Os exemplos de Hamam e Magalhães mostram que não é necessário ser expert em gestão para administrar bem um consultório. Claro, quem pensa em seguir a carreira administrativa em tempo integral precisa de um MBA ou algo que o valha. Mas muitos médicos melhoraram suas condições de trabalho e aumentaram seus ganhos apenas por adotar soluções simples que só precisam de bom senso para ser colocadas em prática. "Muita gente acha que informatizar o consultório é um gasto desnecessário. Para mim, é investimento", diz Magalhães. Controlar o fluxo de caixa, descobrir de onde vem a maior parte dos rendimentos -- e no que é melhor investir --, saber o que os clientes esperam e o que os deixa satisfeitos são mandamentos que estão em qualquer livro de administração. "Nosso trabalho é como o de um consultor: ouvimos o problema, analisamos a situação e damos o diagnóstico", diz Hamam. Como os consultores, os médicos também deparam com um mercado cada vez mais competitivo. Sobrevive quem faz a diferença.

GESTÃO FAZ A DIFERENÇA

Os médicos entrevistados no livro Os Novos Médicos Administradores apontaram quais conhecimentos e habilidades são mais importantes para exercer suas funções. Administração ficou na frente. Confira:

Conhecimentos

1º Administração, finanças e legislação

2º Informações sobre o cliente e sobre a concorrência

3º Dados sobre o produto e a atividade da empresa em que trabalham e gestão de pessoas

4º Medicina e tecnologia

Habilidades

1ª Técnica de administração: capacidade para planejar, executar, acompanhar o processo e atuar, se for necessário

2ª Liderança: capacidade de relacionamento e motivação

3ª Gestão: capacidade para assumir visão de empreendedor

FATOS E MITOS

Deixar de lado um consultório para assumir o papel de empresário ou executivo em uma corporação tem seus atrativos, mas quem pensa em fazer a transição apenas por um salário maior pode se decepcionar.

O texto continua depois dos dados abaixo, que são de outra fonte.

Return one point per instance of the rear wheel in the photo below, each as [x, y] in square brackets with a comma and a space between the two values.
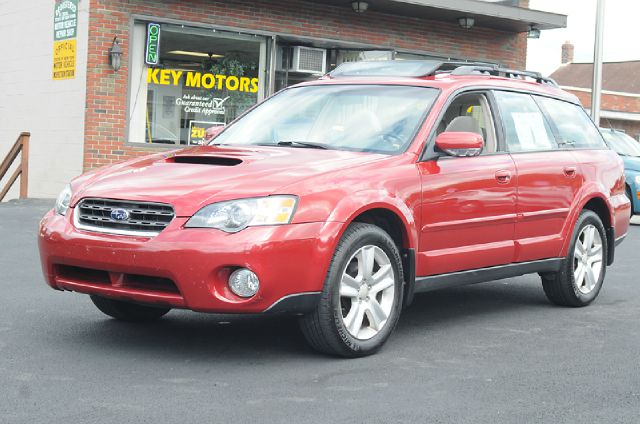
[580, 279]
[362, 296]
[126, 311]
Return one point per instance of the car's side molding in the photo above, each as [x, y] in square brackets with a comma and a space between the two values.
[481, 275]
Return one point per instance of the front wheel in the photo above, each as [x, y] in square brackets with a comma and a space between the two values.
[580, 279]
[126, 311]
[362, 296]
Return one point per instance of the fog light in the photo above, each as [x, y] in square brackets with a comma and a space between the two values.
[244, 282]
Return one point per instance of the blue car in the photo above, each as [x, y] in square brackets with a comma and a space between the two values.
[629, 150]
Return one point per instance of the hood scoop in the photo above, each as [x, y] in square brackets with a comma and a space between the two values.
[206, 160]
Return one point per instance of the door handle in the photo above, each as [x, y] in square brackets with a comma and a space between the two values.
[503, 176]
[570, 171]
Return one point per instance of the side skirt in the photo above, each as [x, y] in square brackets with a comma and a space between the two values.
[481, 275]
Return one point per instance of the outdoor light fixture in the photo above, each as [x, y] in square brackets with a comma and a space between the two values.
[466, 22]
[533, 32]
[359, 6]
[115, 54]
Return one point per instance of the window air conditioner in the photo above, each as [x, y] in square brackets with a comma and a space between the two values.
[308, 60]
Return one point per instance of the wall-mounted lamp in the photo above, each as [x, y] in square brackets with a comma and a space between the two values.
[359, 6]
[115, 54]
[466, 22]
[533, 32]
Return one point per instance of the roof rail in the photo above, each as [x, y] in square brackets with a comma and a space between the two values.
[426, 68]
[503, 72]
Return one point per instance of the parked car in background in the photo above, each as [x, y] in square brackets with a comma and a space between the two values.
[629, 150]
[339, 199]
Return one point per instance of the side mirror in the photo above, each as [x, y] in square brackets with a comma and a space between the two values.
[461, 144]
[212, 132]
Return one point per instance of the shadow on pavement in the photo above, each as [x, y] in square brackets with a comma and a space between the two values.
[183, 334]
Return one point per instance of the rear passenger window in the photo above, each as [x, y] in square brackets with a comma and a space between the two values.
[526, 129]
[574, 126]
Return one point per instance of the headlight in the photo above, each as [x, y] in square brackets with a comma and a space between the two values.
[236, 215]
[63, 200]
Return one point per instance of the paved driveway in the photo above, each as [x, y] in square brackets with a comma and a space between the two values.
[489, 353]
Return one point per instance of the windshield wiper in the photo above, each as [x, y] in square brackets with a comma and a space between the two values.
[304, 144]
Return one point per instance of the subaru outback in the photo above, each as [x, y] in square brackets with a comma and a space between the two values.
[338, 200]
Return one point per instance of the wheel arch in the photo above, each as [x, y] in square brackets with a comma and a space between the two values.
[598, 204]
[394, 217]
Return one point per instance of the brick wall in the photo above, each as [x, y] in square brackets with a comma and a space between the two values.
[105, 121]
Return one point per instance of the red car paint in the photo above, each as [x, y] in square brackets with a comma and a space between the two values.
[462, 214]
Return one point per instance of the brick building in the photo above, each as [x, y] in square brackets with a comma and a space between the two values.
[620, 103]
[188, 65]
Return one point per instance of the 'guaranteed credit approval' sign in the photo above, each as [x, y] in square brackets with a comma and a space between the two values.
[65, 24]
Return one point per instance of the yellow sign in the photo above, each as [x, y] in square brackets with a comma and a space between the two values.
[64, 59]
[201, 79]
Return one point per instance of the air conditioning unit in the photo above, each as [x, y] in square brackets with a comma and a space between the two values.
[308, 60]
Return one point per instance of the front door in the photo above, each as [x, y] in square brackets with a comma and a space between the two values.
[468, 203]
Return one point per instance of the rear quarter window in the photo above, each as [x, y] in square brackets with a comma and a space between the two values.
[573, 125]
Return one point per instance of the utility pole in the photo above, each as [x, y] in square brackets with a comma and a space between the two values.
[596, 91]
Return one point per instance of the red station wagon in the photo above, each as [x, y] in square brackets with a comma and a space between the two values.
[338, 200]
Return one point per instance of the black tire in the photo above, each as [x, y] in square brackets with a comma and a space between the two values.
[126, 311]
[560, 287]
[324, 328]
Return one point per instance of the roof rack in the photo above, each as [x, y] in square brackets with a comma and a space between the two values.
[497, 71]
[426, 68]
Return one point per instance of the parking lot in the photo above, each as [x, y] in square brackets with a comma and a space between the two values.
[493, 352]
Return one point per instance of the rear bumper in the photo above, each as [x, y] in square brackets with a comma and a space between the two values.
[189, 268]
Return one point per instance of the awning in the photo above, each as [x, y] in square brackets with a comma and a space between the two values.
[486, 14]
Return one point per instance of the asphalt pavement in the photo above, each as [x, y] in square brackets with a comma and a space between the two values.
[490, 353]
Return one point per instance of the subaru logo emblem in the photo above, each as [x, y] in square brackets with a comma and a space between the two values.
[119, 214]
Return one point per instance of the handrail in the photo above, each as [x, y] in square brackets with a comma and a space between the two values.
[22, 171]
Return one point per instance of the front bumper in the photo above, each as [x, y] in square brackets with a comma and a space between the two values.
[189, 268]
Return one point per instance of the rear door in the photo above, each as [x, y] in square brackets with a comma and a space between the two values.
[548, 176]
[468, 203]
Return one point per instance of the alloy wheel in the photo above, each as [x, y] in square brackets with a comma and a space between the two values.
[367, 291]
[587, 259]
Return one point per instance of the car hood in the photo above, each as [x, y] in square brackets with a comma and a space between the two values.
[192, 178]
[631, 163]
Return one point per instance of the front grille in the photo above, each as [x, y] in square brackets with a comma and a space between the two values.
[138, 218]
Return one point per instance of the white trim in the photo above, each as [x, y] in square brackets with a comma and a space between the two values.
[588, 90]
[621, 116]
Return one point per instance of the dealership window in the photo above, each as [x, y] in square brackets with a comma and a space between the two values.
[202, 78]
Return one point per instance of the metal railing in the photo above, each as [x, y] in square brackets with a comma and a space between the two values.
[20, 146]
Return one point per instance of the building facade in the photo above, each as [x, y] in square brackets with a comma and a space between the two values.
[620, 97]
[189, 65]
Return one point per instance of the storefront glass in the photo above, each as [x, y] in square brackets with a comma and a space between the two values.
[189, 78]
[202, 78]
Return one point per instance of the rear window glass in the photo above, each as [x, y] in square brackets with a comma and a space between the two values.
[526, 128]
[575, 128]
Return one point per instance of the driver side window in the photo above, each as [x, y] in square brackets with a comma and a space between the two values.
[475, 107]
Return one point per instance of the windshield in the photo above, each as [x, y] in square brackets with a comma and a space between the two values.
[367, 118]
[622, 144]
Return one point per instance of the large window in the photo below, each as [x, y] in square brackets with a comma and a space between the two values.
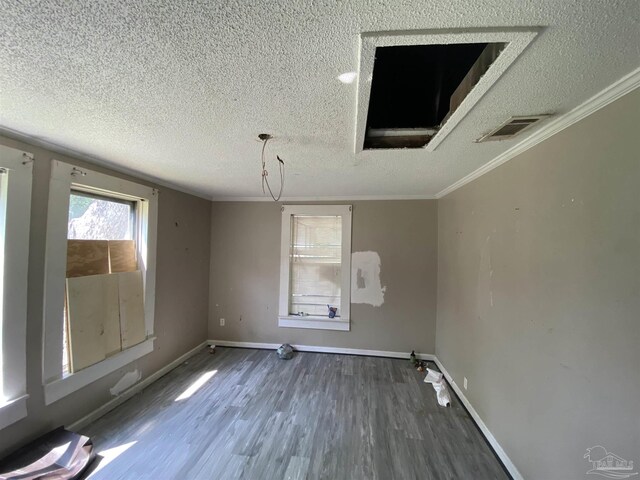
[15, 216]
[103, 305]
[315, 267]
[100, 277]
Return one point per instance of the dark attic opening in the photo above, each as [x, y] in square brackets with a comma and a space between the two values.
[416, 88]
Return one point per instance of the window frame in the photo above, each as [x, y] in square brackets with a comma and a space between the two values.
[66, 178]
[285, 319]
[17, 166]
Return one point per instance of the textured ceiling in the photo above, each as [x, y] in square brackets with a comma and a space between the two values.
[178, 91]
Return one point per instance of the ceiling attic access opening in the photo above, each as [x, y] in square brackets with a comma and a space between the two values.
[416, 88]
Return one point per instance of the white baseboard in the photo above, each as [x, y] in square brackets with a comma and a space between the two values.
[107, 407]
[110, 405]
[483, 428]
[320, 349]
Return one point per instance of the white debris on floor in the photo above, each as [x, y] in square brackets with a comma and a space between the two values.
[440, 386]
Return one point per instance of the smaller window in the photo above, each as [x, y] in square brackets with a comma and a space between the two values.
[315, 267]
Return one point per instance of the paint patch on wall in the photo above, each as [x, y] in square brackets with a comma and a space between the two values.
[365, 279]
[128, 380]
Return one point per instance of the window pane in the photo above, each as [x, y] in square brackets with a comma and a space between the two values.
[99, 218]
[315, 262]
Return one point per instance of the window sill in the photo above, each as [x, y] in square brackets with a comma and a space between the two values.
[12, 411]
[317, 323]
[58, 389]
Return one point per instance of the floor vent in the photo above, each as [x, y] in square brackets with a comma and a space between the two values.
[511, 128]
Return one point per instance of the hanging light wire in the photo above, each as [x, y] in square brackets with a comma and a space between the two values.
[265, 174]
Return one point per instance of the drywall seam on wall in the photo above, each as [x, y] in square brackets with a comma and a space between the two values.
[365, 279]
[128, 380]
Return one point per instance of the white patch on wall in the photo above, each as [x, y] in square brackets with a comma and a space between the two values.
[128, 380]
[365, 279]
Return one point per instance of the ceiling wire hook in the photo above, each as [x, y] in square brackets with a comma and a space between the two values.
[265, 137]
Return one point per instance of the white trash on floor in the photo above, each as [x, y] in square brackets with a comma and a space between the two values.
[439, 385]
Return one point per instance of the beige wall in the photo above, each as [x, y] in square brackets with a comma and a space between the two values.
[539, 295]
[182, 277]
[245, 276]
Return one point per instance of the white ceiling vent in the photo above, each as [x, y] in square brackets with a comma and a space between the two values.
[511, 128]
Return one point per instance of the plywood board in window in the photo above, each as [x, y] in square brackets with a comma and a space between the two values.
[131, 293]
[87, 257]
[93, 316]
[122, 256]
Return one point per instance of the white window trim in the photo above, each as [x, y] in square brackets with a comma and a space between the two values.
[315, 322]
[17, 188]
[65, 177]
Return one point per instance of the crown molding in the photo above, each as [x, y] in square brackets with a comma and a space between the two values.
[343, 198]
[610, 94]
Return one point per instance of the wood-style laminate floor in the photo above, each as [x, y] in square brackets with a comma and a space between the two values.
[317, 416]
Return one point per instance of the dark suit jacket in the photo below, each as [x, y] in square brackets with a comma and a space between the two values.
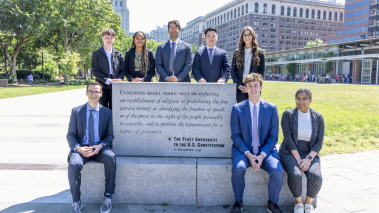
[202, 68]
[182, 62]
[78, 123]
[100, 66]
[241, 127]
[237, 73]
[290, 130]
[129, 65]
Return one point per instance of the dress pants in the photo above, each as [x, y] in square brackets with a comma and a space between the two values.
[75, 167]
[106, 98]
[270, 164]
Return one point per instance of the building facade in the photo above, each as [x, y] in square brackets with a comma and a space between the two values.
[193, 32]
[279, 24]
[159, 34]
[121, 8]
[360, 22]
[358, 59]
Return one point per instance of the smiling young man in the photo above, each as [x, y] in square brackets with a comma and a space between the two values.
[107, 66]
[90, 134]
[254, 125]
[211, 64]
[174, 57]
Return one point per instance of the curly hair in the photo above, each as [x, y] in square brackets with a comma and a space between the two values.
[240, 55]
[145, 54]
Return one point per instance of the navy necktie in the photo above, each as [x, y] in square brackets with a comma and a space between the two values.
[91, 130]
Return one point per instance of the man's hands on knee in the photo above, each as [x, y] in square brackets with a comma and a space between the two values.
[90, 151]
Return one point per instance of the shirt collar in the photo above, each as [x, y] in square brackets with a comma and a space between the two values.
[257, 104]
[89, 108]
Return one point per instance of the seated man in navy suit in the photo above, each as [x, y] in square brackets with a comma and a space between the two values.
[255, 125]
[90, 134]
[173, 60]
[211, 64]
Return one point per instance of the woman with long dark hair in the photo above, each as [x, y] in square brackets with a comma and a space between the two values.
[248, 58]
[139, 62]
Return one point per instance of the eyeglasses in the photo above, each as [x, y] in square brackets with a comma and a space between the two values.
[93, 92]
[302, 100]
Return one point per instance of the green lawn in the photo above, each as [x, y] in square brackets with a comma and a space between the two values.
[12, 92]
[350, 113]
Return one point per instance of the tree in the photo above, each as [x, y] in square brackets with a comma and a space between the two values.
[69, 64]
[194, 48]
[291, 68]
[23, 21]
[317, 42]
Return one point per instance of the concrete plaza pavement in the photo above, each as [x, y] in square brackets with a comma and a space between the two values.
[33, 165]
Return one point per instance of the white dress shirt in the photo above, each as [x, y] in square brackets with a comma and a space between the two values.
[257, 105]
[109, 56]
[247, 63]
[304, 125]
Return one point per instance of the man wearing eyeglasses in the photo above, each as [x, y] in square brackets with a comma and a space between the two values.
[211, 64]
[107, 66]
[90, 134]
[174, 57]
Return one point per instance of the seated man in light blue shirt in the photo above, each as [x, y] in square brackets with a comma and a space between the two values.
[90, 134]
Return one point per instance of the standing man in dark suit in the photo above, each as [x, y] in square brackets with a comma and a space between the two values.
[107, 66]
[247, 58]
[211, 64]
[90, 133]
[255, 126]
[174, 57]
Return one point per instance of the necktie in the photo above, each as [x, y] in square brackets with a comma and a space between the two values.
[210, 55]
[91, 130]
[255, 131]
[172, 57]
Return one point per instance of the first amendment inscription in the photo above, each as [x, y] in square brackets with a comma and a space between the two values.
[172, 119]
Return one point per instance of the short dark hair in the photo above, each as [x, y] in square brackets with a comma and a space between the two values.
[95, 84]
[176, 22]
[210, 29]
[306, 91]
[253, 77]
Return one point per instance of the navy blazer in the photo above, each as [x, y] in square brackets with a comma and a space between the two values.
[100, 66]
[241, 127]
[202, 68]
[78, 123]
[129, 65]
[237, 73]
[182, 61]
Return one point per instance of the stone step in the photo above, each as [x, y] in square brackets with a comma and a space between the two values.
[178, 181]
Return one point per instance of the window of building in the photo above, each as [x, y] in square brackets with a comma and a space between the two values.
[265, 8]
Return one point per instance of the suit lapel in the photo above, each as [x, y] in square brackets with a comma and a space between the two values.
[294, 124]
[83, 115]
[262, 111]
[205, 54]
[101, 118]
[248, 116]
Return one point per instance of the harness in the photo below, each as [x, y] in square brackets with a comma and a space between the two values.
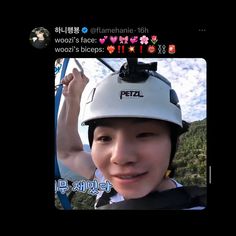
[173, 199]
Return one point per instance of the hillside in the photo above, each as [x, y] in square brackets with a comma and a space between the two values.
[191, 157]
[190, 162]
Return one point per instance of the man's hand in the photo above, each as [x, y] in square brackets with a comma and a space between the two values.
[75, 83]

Veja o que é mito e o que é verdade na administração médica:

Mito 1: "Mudar é um modo de aumentar meus rendimentos."

Verdade: Ao fazer a transição, nem sempre o cargo ocupado será o do topo da pirâmide administrativa. Por isso, no início de carreira, o salário de um administrador da saúde pode ser bem parecido com o de um médico assalariado.

Mito 2: "Não é necessário experiência clínica."

Verdade: As empresas buscam médicos experientes,que tenham exercido atividade clínica por cinco a dez anos ou que tenham experiência em sua especialidade.

Mito 3: "Habilidades executivas podem ser aprendidas após a contratação."

Verdade: É recomendável que o candidato tenha ocupado algum cargo administrativo. Pode ser sociedade em algum hospital ou diretoria em sociedades médicas ou departamentos acadêmicos.